What i said just completely flew right over your head didn’t it.
LOL. No, I understood just fine. This may be one of those discussions that are hard to resolve.
Let me ask you: why does growth enter in?? Let’s assume the population is stable, employment is stable, wages are stable, the housing stock is stable.
As existing home owners pay off their loans, new owners are taking out an equal and offsetting number of new loans. As people die, and vacate homes, others leave their parent’s home and buy the vacant homes.
Total loan balances are stable. Interest payments to banks are stable.
Shades of steady state economy, or even permaculture.
“Growth is required in a debt based monetary system.

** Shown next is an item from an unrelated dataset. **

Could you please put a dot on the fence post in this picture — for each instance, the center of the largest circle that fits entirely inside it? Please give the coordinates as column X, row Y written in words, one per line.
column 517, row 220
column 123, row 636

It either grows or it collapses. So if you can’t grow the economy on solar energy the debt required to build out solar based energy is unpayable. ”
You work with debeatable premises:
In mature economies (= high waste of energy) you can generate GDP with reducing energy demand.
Therefore you can maintain at least for one or two generations a system that finances economically and energetically the transition to REs.
The demand of electricity for EVs is quite low – hint electrcity has NOT to substitute for primary energy but for useful energy.
A lot of this discourse seems predicated on the wrong foundations.
What we would seem to need to be asking ourselves, at least more often, are what’s best for people and the environment (which is probably almost always, if not always, good for people).
Then, from there, issues of energy, etc., will follow, and the answers/results may be far different than if they were approached ‘cart-before-the-horse’.
Caelan,
You are correct.
Put another way, human population is the elephant in the room. Everything else is just elephant poop.
We can whine about the poop, but until human population is addressed, we are just making noise.
Keep that big picture in mind and most other things are trivial, except for the damage we continue to inflict upon our environmental support systems, which could be our demise if the elephant remains unchecked.